In Finland, there was a time when the state-supported its athletes and the result was incredible success at the Olympics relative to the country's population. There was, for example, four time gold medal winner Lasse Viren, but these days, according to this report, Finland instead focuses its money on other areas. As a result, today, the country boasts "one of the most active old-age populations with better health as opposed to a number of countries, for example the USA, UK, Australia etc with far more gold and far greater rates of obesity and less healthy aged populations."
So, should we, instead of spending money on the Olympics and subsidising athletes, spread those resources across the population? After all, the British rowing team received over £24 million in funding and we only achieved two medals, neither of them gold in Japan.
Supporters of the Olympic Games talk about the legacy, the infrastructure that is created. And sometimes that works, other times it doesn't. Sticking with the rowing idea, how many 'normal' people benefited from the investment and how many people even considered taking up rowing as a result?
When you consider how the 1976 Olympics almost bankrupted Montreal, and ditto for the Athens Olympics of 2004, it is quite easy to conclude the money would be better spent on something else. For example, the British BMX team managed to win two golds, one silver and a bronze medal while funding their own trip to Japan. You'll see a lot more kids on BMXs than you will rowing up and down the Thames.
But maybe we overlook something; the Olympics are great entertainment— and what is wrong with that?
You might think the author is anti-sport; let me assure you that is not the case; there have been occasions when I thought I might die from excitement— for example, Mo Farrah winning the 10,000 metres in 2012 and clashes between Ovett and Coe in 1980.

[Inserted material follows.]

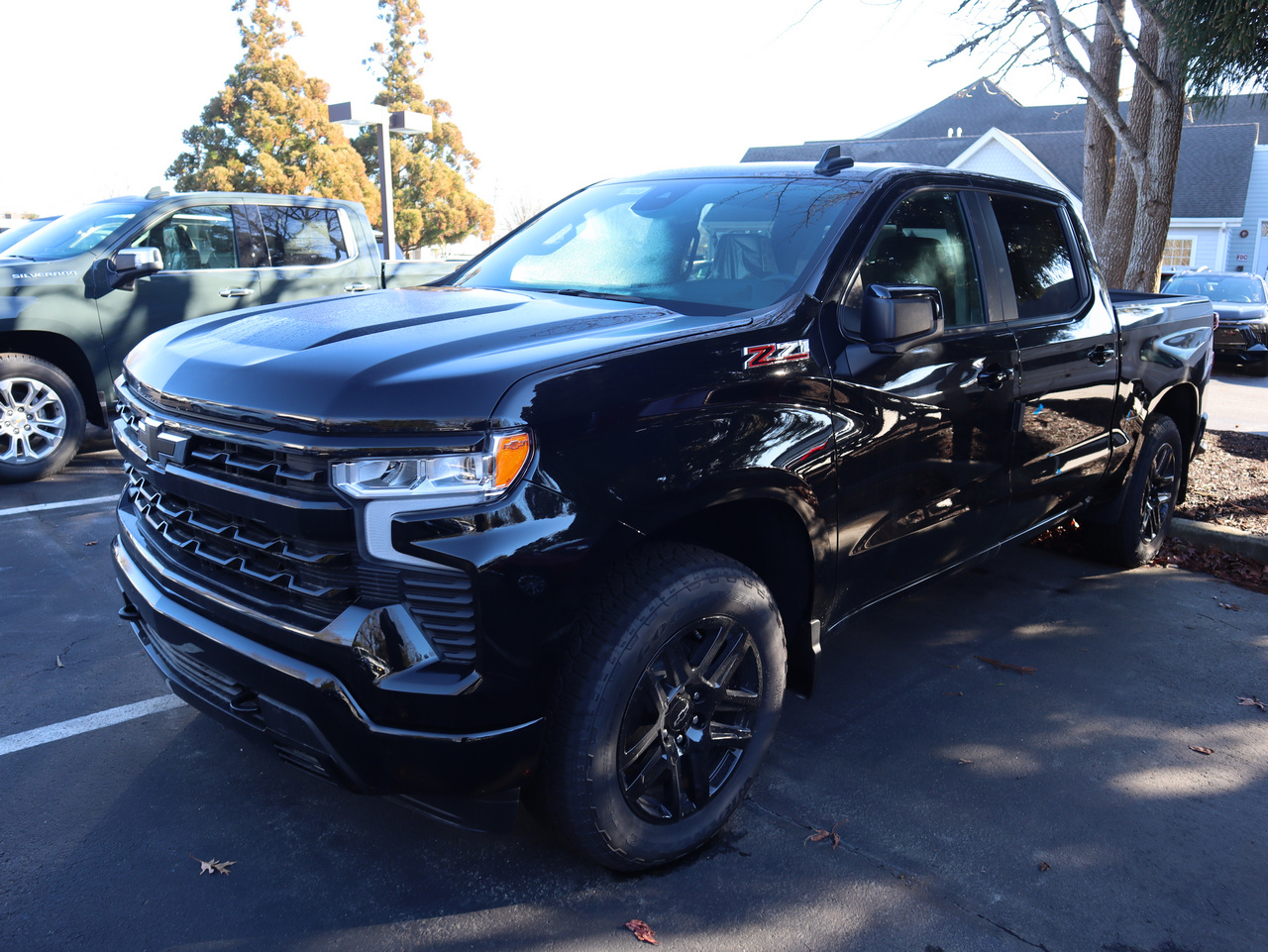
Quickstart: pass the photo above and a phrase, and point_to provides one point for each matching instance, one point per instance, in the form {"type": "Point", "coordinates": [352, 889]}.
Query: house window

And if some countries over-spend; that is not the fault of sport; it is the fault of politicians who see status in winning Olympic bids. So, rather than looking at what many consider as elitist sports, like rowing and equestrian, perhaps the funding should be focused on bringing more of our young people into sport that they can actually do, like BMX.
We may even end up with more success as well as healthier children!